Three sections are open: The birth of the Museum of Piacenza between antiques and Archaeology, The first stone, From fire to metal.
Three sections are open: “La nascita del Museo di Piacenza tra antiquaria e archeologia”  (The birth of the Museum of Piacenza between antiques and Archaeology)  gathers and displays the foundations of the Institution, initially mostly archaeological; “La prima pietra” (The first stone) is dedicated to human presence in the area of Piacenza from the Paleolithic to the Neolithic (from 100.000 years ago to the half of the 4th millennium B.C.); “Dal fuoco il metallo” (From fire to metal) describes the culture of  human settlements from the Copper to the Bronze Age (3400-900 BC approx.).

The birth of the Museum of Piacenza between antiques and archaeology

This section describes the evolution of the museum from 18th century Antiques collections to the excavations carried out following modern investigation methods.  Exhibits include small objects found in the 19th century. Among the most ancient remains there are green stone and metal axes, bucchero vases and pottery coming from Greece and ‘Magna Greecia’. The Roman materials are divided into classes: bronze handicrafts (small and plastic, among which  a scene describing a sacrifice, and daily tools, like keys, amulets, pendants); glass ( a cup with polychrome stripes and two small bottles, decorated with a spraying and threads technique); ceramic containers to preserve food, kitchen and canteen; bone products (above all hinges for furniture). A window case describes the passage from the Roman age to the middle ages. There are also some Augustan Coins, revealing much about the numismatics heritage of the museum.

The Etruscan liver

The “Liver of Piacenza”, found in 1877 a few kilometers from Piacenza, is the most famous and prestigious item of the whole collection, and dates back to the period between the end of the 2nd and the beginning of the 1st century BC.
The bronze object models a sheep’s liver and is a rare, direct witness of hepatoscopy, a very important divinatory practice in the Etruscan world: the priests, known as haruspices, predicted the future and interpreted the Gods’ will by analysing the animal’s liver. The bronze liver is extraordinarily important because of the inscriptions of the Gods’ names, which are organised, on the convex side of the object, so as to reflect the Cosmos according to the Etruscans.

The first stone

The exhibition begins with a diorama of the province describing the distribution of people from the appearance of the first man to the foundation of the Roman Placentia  (218 BC).
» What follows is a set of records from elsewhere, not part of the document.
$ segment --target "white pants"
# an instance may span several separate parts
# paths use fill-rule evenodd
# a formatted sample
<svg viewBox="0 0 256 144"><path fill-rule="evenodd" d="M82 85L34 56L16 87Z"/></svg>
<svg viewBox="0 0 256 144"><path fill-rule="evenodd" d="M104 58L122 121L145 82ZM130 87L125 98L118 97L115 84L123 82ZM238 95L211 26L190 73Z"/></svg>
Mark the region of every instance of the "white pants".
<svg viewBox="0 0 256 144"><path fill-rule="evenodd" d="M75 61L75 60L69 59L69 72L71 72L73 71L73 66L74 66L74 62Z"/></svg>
The oldest evidence dates back to the ancient and middle Paleolithic (hand axes, scrapers and arrow tips); there are also very small flint tools (micro burins, bladelets, triangles, trapezes) from the Mesolithic (9th – 6th millennium BC) and jasper products from Monte Lama workshops active from 100.000 years ago to the 3rd Millennium BC. There are also tools from the Neolithic: a series of flint objects and pottery (pitchers, foot vases, fiascoes) from Casa Gazza di Travo (6th -5th millennium BC) and remains of the Middle and Superior Neolithic (5th - 6th millennium BC ) from Le Mose including remains from settlements and complete sepulchral groups

From fire to metal

There are a few objects from the Metal Age (from the end of the 4th millennium to the beginning of the 2nd millennium BC), which were discovered on the outskirts of Piacenza, as well as the famous knives from Castelsangiovanni  and remains from the stilt house in Chiaravalle. More space is dedicated to the Middle and recent Bronze Age (17th - 13th  Century BC) during which several fortified settlements were built, known as ‘terramare’. The objects from the sites in the area of Piacenza (Colombare di Bersano, Rovere di Caorso, Castelnuovo Fogliani and Montata dell’Orto) and the sections dedicated to the several activities carried out in the communities (pottery production, bone and horn working, spinning and weaving) help to point out the characteristics of the Terramare culture. As to other local sites witnessing a different culture, Groppo di Vaccarezza is remarkable because it was a settlement form the Neolithic to the Roman Age. Namely, there are 5 bronze swords, dating back to the peiod from the 14th to the 12th century BC, which had been thrown in the river Po as offers to the deities.

They used to live outside the city. People from Roman Piacenza

It is a permanent exhibition dedicated to a small Necropolis dug out in 2007 in  Via Venturini, where people of both sexes, probably belonging to the same family or social class, had been buried. The sepulchral groups of five of the 13 tombs found are displayed. Pottery vases (glasses and thin ollas, black varnish ‘terra sigillata’ plates, common pottery bottles), glass unguentariums,censers, lucernes, bone spindles and pins, an iron strigil offer interesting examples of tools used between the Augustan period and the first decades of the 2nd century AC.